In ZOA’s letter to the British Ambassador to the U.S., Sir Harold Scheinwald, ZOA National President Morton A. Klein, Vice-President Steve Goldberg and National Chairman of the Board Dr. Michael Goldblatt wrote, “We unreservedly condemn the efforts of a British judge to bring to trial in Britain Tzipi Livni by issuing an arrest warrant against her on Palestinian-fabricated charges of war crimes.


 


“Palestinian “lawfare,” in particular, the politically motivated attempts by Palestinian extremists and their local sympathizers to obtain the arrest of Israeli officials visiting Britain, is nothing other than anti-Semitic in intent.
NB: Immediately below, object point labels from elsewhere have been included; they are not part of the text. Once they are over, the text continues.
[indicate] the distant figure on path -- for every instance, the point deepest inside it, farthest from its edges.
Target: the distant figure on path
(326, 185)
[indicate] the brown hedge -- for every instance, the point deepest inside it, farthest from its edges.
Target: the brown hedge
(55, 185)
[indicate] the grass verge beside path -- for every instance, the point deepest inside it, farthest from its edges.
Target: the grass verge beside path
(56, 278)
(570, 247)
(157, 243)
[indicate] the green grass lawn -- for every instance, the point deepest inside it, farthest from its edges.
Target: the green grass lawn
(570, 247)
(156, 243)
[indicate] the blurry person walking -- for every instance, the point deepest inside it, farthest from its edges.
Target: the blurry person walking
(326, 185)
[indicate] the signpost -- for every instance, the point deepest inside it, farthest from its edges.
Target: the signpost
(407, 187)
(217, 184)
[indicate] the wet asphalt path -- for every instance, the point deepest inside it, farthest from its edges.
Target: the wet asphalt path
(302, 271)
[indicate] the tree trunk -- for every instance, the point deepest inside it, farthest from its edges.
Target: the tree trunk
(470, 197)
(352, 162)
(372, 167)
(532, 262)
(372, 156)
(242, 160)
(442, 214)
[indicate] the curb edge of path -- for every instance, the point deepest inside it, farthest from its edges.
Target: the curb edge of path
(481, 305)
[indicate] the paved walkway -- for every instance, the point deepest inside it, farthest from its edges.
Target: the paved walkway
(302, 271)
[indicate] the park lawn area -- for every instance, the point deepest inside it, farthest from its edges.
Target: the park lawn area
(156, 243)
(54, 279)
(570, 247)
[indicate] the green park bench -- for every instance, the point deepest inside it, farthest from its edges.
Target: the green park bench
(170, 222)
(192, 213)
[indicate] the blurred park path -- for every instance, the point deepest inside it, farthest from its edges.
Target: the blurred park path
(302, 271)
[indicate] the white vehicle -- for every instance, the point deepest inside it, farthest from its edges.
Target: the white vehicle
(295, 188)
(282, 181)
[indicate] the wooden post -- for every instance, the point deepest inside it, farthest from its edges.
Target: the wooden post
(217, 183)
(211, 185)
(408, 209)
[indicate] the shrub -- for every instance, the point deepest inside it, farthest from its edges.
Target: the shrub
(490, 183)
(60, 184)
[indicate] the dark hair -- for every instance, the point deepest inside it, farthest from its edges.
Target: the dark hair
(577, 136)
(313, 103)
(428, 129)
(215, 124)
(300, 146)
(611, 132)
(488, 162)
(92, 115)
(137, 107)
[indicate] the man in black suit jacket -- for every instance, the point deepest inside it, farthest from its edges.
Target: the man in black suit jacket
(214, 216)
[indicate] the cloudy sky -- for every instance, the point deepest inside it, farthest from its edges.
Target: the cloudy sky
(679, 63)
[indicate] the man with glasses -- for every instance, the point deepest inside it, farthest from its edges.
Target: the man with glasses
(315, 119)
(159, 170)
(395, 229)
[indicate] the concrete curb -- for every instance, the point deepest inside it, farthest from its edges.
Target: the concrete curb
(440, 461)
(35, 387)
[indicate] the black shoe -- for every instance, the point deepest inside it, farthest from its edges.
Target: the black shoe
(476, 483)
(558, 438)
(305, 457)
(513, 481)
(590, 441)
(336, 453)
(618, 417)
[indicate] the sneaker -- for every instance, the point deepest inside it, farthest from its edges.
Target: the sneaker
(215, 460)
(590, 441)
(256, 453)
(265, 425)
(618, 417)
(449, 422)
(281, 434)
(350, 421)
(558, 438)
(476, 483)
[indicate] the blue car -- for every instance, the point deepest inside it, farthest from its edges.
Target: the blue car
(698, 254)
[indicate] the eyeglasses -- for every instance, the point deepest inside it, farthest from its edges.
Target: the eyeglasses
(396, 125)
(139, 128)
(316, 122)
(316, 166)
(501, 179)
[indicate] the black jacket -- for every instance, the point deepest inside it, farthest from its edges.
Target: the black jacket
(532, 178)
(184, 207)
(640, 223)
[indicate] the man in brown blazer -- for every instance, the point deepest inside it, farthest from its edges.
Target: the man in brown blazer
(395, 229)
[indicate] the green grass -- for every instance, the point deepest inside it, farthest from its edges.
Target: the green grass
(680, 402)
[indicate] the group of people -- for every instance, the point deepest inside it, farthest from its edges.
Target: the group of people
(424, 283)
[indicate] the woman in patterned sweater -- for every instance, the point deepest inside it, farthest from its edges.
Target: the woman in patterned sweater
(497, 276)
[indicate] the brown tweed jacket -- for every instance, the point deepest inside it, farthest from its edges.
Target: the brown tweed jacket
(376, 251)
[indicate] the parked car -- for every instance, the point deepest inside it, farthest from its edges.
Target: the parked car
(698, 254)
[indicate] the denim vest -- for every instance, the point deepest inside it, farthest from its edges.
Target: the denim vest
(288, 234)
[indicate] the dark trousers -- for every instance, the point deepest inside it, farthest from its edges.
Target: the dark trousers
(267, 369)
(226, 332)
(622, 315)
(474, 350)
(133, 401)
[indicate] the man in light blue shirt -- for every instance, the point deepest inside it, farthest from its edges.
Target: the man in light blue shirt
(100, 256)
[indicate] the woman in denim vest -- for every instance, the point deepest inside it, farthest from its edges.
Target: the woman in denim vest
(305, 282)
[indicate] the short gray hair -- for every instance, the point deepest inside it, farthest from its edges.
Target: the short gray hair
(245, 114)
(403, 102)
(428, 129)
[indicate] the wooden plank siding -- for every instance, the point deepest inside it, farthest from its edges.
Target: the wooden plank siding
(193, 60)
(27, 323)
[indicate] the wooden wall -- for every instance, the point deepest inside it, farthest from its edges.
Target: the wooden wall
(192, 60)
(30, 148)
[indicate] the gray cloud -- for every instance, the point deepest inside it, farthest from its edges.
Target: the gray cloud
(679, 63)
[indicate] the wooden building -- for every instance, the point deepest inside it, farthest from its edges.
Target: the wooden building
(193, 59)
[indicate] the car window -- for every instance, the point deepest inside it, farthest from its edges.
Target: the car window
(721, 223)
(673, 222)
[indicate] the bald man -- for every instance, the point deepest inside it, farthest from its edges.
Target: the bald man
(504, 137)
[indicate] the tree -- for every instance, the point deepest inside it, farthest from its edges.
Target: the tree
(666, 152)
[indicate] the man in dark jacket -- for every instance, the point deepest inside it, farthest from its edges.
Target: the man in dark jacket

It would certainly be anti-Semitic in effect if permitted to be successful. If Israeli officials who are doing their moral, legal and honorable duty to defend the citizens of Israel will be arrested, Israel will be hampered and constrained in lawfully defending itself against terrorist groups seeking to murder and maim Israeli men, women and children. To seek to deny Israel’s right to defend itself is vile and unacceptable. Where leaders of constitutional, democratic governments are targets of such suits, there is simply no legitimacy for applying universal jurisdiction. Such leaders deserve the protection of British law.


 


“It is therefore the urgent duty of the British government to pass legislation to remove discretion from judges to issue arrest warrants against foreign officials who visit Britain without the knowledge or prior legal advice of the British government.


 


“We are deeply critical of the fact that the British government has permitted this state of affairs to exist so long. We urge the British government to act without delay to put an end to this state of affairs.”